6.1.6. Favoriser une récolte de données cliniques

pertinentes et discriminantes

Différentes études ont démontré l’importance d’orienter la recherche d’information selon les hypothèses précoces émises. La qualité des informations recueillies dépend de la pertinence des hypothèses émises. Ainsi Kassirer (1983) propose d’initier le recueil d’information de façon logique par rapport à la plainte du patient plutôt que favoriser la recherche exhaustive des données sans hiérarchisation. Bien qu’il soit important d’orienter la recherche d’information autour d’hypothèses, il faut veiller au biais de confirmation qui consiste à tenir compte de toutes les informations qui confirment notre hypothèse et négliger les autres (Klayman & Brown, 1993).
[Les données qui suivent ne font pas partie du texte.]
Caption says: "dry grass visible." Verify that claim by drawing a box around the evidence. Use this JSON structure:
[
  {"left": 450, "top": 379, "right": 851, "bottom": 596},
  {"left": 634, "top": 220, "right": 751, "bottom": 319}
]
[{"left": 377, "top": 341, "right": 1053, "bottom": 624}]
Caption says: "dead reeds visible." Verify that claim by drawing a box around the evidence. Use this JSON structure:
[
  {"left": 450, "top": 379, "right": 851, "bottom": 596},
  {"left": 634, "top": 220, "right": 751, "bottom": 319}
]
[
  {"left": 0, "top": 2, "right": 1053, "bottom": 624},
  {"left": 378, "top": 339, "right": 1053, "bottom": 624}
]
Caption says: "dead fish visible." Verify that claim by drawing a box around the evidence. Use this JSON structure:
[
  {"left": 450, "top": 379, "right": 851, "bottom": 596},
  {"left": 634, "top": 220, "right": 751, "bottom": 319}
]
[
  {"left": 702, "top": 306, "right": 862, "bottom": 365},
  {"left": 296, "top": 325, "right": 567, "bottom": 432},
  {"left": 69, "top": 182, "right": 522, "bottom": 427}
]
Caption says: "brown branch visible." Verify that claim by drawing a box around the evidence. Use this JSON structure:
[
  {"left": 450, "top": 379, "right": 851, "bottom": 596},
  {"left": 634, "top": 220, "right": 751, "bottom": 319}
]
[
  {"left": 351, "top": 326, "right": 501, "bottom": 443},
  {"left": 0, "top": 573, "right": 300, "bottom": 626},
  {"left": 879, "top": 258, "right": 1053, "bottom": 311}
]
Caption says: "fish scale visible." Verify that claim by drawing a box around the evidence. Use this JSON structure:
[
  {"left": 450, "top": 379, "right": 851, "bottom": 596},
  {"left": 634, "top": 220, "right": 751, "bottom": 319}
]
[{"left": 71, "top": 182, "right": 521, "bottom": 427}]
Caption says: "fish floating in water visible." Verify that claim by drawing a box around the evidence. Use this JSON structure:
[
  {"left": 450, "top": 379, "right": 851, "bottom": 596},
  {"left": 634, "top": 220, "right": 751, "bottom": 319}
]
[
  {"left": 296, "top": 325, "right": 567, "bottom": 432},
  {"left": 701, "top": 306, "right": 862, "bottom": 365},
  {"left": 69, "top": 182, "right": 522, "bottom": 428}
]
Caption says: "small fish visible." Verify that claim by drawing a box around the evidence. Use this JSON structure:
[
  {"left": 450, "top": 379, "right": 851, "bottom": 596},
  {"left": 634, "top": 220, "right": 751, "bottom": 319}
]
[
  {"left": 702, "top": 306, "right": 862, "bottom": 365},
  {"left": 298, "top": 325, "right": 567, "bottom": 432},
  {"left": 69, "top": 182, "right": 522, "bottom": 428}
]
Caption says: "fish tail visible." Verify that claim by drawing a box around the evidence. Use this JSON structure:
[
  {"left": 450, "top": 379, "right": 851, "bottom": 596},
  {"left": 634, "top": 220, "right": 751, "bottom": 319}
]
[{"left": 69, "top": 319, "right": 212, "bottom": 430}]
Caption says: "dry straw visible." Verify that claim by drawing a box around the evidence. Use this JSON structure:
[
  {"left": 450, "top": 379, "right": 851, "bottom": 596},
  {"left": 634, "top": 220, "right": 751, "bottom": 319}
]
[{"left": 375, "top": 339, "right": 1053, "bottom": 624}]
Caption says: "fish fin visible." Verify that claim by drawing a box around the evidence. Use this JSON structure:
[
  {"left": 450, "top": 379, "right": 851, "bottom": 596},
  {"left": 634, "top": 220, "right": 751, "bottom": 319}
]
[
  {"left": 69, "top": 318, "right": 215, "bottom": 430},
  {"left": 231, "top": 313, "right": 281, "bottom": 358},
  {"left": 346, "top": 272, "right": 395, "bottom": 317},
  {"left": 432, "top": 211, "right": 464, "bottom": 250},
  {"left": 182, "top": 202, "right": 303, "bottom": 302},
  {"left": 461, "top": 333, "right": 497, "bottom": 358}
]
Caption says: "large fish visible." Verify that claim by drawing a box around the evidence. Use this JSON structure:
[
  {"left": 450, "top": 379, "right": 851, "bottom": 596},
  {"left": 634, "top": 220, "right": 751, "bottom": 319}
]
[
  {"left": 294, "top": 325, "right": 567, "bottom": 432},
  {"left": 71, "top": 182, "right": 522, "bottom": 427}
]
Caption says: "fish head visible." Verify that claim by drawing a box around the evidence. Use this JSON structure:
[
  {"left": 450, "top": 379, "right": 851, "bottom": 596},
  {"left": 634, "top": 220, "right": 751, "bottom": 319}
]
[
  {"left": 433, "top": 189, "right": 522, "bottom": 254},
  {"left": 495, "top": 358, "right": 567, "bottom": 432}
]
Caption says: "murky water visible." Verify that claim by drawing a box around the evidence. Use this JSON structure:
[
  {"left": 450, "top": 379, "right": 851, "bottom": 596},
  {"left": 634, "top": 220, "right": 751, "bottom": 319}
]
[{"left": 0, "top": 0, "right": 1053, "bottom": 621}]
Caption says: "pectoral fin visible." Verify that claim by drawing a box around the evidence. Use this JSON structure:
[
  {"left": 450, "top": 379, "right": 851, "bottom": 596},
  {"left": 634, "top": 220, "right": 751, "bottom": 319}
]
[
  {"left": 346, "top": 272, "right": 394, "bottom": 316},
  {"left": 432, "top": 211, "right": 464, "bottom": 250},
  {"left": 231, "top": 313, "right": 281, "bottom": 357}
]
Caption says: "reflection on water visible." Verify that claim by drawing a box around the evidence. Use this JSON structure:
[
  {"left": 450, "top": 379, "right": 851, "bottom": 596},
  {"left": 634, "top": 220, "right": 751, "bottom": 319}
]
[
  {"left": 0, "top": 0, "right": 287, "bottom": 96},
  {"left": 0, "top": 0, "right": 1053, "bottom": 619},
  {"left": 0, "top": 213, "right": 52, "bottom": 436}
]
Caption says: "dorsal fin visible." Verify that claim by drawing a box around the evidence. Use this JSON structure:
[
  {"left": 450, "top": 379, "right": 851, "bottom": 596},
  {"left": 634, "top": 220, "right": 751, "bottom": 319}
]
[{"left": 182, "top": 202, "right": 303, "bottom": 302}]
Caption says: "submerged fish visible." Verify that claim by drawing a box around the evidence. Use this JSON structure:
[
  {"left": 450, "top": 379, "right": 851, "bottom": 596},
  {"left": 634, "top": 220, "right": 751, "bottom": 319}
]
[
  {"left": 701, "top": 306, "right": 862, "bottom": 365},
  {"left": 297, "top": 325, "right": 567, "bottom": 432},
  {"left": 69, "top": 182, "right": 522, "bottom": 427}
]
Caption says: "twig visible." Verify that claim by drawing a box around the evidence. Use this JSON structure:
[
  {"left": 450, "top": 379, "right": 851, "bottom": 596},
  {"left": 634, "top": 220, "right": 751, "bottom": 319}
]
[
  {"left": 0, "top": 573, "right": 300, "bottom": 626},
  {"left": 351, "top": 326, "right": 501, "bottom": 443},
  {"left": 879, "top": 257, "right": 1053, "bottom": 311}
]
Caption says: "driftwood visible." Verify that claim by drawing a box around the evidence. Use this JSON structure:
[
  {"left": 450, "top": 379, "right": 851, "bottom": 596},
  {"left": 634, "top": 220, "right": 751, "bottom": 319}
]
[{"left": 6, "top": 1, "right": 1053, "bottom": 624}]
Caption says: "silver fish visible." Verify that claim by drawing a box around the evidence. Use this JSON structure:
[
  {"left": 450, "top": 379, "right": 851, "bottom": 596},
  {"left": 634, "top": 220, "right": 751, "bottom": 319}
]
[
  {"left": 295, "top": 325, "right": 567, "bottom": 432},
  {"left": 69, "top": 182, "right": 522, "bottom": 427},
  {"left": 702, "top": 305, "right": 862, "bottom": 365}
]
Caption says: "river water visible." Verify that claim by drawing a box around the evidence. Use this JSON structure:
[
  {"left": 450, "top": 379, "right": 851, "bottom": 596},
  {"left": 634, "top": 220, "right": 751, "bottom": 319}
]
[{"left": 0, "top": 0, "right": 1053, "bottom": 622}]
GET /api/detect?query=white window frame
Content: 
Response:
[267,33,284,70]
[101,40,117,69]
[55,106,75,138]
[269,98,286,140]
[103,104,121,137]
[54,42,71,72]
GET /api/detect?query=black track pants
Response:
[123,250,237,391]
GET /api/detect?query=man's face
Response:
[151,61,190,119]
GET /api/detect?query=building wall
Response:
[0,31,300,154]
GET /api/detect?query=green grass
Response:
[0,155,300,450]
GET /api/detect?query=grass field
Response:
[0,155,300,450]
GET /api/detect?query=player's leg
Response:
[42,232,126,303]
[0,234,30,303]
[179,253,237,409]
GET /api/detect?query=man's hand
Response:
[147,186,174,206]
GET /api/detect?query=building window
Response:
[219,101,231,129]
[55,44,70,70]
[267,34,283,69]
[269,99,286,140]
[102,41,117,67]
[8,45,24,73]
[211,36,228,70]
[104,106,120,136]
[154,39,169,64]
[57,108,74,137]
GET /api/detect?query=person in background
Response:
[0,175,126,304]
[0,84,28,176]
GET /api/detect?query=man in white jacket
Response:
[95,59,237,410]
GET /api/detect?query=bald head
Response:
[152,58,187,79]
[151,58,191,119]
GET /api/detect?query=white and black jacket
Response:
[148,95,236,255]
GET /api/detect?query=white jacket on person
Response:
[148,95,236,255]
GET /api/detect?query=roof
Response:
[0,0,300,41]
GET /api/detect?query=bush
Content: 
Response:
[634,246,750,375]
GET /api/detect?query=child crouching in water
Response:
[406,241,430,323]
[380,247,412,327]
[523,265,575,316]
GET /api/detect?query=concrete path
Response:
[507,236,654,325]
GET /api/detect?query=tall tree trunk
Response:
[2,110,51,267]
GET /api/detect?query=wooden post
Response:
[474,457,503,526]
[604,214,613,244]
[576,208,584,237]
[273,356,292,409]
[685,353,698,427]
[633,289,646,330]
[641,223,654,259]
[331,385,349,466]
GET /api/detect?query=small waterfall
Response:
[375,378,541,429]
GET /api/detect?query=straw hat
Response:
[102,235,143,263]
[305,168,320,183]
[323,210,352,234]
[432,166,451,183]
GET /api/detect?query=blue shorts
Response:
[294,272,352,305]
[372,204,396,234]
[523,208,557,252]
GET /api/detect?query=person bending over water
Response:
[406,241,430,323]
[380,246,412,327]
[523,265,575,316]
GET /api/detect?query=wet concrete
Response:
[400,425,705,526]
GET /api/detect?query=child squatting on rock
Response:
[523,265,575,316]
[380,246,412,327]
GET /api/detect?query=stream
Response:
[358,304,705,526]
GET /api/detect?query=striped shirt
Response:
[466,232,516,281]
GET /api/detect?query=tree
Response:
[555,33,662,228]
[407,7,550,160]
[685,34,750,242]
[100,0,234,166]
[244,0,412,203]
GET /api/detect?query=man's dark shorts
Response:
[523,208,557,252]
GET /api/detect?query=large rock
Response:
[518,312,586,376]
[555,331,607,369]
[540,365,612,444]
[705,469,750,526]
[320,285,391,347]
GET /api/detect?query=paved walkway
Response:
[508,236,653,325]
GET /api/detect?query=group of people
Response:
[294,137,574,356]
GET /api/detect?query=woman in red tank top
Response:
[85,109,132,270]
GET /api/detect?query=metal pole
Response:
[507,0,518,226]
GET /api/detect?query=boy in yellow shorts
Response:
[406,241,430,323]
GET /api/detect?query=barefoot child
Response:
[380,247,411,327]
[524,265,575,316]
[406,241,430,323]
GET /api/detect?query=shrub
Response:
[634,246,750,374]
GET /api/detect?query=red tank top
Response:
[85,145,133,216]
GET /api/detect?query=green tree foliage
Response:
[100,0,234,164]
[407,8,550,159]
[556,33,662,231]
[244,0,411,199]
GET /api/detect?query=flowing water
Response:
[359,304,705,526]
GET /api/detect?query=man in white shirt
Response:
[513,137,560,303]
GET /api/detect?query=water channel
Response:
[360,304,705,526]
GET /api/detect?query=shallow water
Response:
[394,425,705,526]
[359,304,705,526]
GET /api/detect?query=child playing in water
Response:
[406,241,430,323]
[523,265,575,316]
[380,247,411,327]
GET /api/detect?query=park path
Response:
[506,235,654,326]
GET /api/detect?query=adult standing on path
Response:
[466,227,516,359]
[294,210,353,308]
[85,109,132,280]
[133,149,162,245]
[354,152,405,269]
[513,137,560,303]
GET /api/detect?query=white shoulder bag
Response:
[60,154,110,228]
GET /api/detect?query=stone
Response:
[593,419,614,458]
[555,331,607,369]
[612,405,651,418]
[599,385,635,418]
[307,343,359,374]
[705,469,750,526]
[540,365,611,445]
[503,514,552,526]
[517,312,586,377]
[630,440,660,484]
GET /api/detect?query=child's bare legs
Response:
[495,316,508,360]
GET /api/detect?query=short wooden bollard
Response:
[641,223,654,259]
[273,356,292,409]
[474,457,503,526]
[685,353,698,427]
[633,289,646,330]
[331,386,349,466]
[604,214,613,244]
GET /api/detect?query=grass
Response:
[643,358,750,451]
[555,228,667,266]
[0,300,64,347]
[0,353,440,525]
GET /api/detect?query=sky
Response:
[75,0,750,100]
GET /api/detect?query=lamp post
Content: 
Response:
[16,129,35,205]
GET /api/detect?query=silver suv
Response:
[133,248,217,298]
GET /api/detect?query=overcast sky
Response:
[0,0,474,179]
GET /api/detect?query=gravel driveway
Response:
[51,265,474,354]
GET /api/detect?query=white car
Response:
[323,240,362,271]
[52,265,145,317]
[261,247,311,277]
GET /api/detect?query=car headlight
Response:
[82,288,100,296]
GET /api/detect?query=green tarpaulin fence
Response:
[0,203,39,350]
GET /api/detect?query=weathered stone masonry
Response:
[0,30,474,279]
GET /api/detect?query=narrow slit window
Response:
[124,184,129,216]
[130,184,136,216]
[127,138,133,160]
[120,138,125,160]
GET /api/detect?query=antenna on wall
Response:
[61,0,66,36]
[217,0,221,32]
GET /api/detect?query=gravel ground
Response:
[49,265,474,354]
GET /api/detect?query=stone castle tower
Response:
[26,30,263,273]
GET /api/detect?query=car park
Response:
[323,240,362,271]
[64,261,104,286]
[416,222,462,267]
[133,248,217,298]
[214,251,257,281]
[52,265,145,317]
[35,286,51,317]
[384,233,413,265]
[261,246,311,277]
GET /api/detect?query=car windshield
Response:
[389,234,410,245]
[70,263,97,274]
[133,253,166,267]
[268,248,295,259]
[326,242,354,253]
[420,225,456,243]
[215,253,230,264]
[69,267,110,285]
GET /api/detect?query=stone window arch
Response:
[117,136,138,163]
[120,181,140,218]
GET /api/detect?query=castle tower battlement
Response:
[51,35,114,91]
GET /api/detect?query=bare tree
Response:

Il convient dès lors d’inciter les étudiants à expliciter les liens entre une information particulière et une liste d’hypothèses et de les contraster afin d’aider l’étudiant à comprendre et retenir ce qui les différencie (Avrahami et al., 1997). Cet

exercice favorisera le développement des liens entre les différents concepts et les maladies en mémoire et en facilitera la récupération face à de nouveaux cas, par la création de différentes voies d’accès. Ils apprendront alors que certaines caractéristiques du cas peuvent être discriminantes alors que d’autres assez peu spécifiques. Reprenons l’exemple du diabète : perdre du poids peut en être un signe mais peu spécifique à l’inverse d’uriner beaucoup, qui orientera plus sûrement vers le diagnostic. Certaines études ont démontré l’effet bénéfique de la recherche d’éléments discriminants pour l’apprentissage, c’est-à-dire pour la rétention et l’utilisation ultérieure de ces connaissances (Wigton, Connor, & Centor, 1998).

Tous ces éléments relevés par Nendaz et al. (2005) mettent à nouveau en évidence la nécessité de développer simultanément la base de connaissances, la structuration de ces connaissances et les différentes formes de raisonnement. Bien que cette approche vise à développer le raisonnement diagnostique chez les étudiants de niveau de formation clinique, tous ces conseils sont tout à fait transférables à l’enseignement du raisonnement biomédical au niveau préclinique.

L’enseignant doit prendre conscience qu’il dispose d’un savoir « compilé » et qu’il a tendance à utiliser des raccourcis dans sa pensée lorsqu’il raisonne. Il est nécessaire de rendre explicite tous les liens établis entre les éléments de la situation, la physiopathologie, les connaissances et expériences antérieures afin de clarifier, développer et « rendre utilisables » les réseaux de connaissances.